Il est des hommes créés par leur siècle ; Montaigne étoit destiné à former le sien. Les savans exilés de la Grèce par le despotisme, avoient trouvé un asile dans les États de Médicis, et de la protection à la cour de François Ier : la munificence de ce prince avoit tiré le génie de son assoupissement, il avoit révélé à ses peuples, le secret de leurs talens ; mais l’on n’avoit encore vu que des savans : l’art de subtiliser sur des équivoques, de paroître approfondir d’abstraites chimères, et de commenter ce que l’on ne pouvoit comprendre, usurpoit et profanoit le nom de Philosophie ; on ne rougissoit pas de rendre hommage aux insipides scolastiques, qui, après avoir étudié péniblement les questions obscures d’une ontologie puérile, et une physique moins appuyée sur des expériences que sur des suppositions, travailloient à communiquer la vénération superstitieuse qu’on leur avoit inspirée pour le dogme des Péripatéticiens ; sectaires enthousiastes du précepteur d’Alexandre, ils ne savoient pas admirer son Art poétique, son Histoire naturelle, et les autres productions de ce vaste génie, tandis qu’ils cherchoient l’infaillibilité du raisonnement dans sa Métaphysique.

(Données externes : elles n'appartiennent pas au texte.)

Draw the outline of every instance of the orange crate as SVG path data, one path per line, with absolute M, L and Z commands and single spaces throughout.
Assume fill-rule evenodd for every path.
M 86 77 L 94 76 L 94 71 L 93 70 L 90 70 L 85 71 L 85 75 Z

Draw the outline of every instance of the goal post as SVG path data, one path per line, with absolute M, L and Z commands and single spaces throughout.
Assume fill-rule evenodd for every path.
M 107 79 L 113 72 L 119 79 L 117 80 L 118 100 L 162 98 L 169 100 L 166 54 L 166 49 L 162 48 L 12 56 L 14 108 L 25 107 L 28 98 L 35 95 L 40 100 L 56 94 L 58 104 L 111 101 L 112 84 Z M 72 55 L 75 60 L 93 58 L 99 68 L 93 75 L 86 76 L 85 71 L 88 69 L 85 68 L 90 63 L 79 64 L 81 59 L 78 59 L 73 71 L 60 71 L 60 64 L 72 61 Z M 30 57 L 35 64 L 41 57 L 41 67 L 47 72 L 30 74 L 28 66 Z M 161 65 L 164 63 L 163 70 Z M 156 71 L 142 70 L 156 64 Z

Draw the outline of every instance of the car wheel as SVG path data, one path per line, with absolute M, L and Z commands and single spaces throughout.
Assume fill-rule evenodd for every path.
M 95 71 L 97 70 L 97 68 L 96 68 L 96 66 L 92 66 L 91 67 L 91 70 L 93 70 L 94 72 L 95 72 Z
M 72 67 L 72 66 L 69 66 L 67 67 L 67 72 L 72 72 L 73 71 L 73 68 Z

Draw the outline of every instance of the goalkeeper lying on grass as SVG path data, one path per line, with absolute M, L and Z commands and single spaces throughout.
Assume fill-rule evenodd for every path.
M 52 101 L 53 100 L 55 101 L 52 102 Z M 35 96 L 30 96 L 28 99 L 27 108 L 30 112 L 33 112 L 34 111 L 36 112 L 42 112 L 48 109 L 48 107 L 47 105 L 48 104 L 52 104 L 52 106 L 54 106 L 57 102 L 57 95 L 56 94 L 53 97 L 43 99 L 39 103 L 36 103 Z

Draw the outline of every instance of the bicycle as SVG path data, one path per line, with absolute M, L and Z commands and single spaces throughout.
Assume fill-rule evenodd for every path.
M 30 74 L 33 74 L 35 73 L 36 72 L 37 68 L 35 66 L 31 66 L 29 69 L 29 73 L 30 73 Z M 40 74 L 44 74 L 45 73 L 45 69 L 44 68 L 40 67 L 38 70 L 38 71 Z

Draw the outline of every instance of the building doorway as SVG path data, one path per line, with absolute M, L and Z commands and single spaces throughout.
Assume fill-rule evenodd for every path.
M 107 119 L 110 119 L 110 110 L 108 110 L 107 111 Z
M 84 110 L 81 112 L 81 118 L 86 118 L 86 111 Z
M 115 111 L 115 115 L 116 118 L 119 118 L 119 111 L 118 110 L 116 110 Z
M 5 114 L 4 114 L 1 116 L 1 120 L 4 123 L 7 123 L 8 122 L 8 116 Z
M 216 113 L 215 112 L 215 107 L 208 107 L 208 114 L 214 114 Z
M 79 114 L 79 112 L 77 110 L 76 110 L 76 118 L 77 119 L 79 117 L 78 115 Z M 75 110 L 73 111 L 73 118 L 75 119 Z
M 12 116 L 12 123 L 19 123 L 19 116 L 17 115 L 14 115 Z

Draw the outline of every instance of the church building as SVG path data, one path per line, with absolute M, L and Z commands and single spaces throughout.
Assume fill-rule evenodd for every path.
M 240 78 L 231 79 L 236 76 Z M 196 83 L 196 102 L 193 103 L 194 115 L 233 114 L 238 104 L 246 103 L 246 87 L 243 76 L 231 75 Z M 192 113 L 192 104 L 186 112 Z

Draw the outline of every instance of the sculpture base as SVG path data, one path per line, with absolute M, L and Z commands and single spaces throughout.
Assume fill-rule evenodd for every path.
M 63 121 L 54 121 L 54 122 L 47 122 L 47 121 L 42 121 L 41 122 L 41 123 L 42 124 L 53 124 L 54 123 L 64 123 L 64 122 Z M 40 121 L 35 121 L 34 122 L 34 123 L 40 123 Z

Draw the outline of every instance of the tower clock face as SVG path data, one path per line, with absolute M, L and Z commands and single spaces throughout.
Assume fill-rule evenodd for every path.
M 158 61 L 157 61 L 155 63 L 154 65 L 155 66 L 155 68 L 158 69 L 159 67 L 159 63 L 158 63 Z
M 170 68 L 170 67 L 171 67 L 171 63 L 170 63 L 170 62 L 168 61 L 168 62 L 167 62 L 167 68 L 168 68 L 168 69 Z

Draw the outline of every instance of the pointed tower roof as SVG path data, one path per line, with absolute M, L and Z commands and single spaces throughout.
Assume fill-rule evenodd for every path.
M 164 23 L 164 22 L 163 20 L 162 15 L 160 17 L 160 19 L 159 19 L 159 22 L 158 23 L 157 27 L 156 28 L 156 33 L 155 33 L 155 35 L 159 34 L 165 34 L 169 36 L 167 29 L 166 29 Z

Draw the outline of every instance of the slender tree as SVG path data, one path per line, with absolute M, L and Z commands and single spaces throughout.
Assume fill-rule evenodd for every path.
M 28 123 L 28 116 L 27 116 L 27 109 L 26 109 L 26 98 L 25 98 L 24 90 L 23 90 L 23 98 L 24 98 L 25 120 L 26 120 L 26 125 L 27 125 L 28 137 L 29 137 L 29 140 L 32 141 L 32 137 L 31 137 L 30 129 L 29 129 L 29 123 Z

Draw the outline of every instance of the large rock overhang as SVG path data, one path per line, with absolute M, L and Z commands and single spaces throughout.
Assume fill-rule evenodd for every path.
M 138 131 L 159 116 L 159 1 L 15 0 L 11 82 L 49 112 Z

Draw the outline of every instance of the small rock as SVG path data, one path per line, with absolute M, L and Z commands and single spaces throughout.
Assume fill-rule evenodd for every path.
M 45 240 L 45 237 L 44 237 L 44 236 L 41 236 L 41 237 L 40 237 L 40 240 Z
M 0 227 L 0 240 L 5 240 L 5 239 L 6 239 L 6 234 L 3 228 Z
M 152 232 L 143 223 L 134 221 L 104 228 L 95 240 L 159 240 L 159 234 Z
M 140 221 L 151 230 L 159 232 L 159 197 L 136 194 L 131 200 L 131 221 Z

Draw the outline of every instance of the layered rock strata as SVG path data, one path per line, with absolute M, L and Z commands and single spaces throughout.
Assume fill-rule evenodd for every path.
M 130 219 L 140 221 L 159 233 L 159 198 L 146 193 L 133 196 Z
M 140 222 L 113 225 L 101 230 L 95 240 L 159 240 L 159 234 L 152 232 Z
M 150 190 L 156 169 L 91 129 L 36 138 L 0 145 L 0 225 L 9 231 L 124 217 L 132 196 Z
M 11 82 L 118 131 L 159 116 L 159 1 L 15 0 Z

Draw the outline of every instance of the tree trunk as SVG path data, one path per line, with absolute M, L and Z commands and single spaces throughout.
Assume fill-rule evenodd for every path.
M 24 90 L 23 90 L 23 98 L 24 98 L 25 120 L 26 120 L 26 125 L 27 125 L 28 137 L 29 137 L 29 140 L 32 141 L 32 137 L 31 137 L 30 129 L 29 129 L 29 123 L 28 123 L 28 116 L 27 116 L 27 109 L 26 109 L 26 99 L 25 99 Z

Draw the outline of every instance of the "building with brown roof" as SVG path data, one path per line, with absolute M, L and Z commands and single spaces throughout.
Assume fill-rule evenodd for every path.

Montaigne a osé appeler de la doctrine d’Aristote au tribunal de la raison, substituer la clarté et la précision des idées au langage inintelligible introduit dans les écoles, et renverser les autels que le pédantisme avoit élevés au chef des Péripatéticiens.

Il mérita le titre de Philosophe, non en égarant les esprits, mais en les éclairant ; non en amusant la curiosité des hommes, mais en les prémunissant contre l’erreur. Né avec un esprit observateur, il auroit pu se frayer une route à la célébrité, en mesurant la marche des globes semés dans le vague des cieux, en soumettant à son calcul les lois du mouvement et de la gravitation, en perfectionnant la science de maîtriser les élémens et de les plier à notre industrie, en dirigeant la marche des navigateurs téméraires qui ont jeté un pont de communication entre les mondes que sépare l’immensité des mers ; sans doute il eût alors mérité de voir son nom inscrit parmi ceux des savans qui ont soulevé une partie du voile derrière lequel la nature se plaît à se cacher : mais la science d’étudier l’homme pour le perfectionner, paroît à Montaigne, comme à Platon et à Socrate, la science la plus digne de l’homme. « Le gain de notre étude, disoit-il, c’est en être devenus meilleurs et plus sages : avez-vous su composer vos mœurs ; vous avez plus fait que celui qui a composé des livres ».

À peine sorti de l’enfance, Montaigne gémissoit déjà en voyant le joug des préjugés s’appesantir sur nos têtes, et captiver en nous cette liberté sans laquelle nous perdons et l’enthousiasme qui entreprend les grandes choses, et la force qui les fait exécuter.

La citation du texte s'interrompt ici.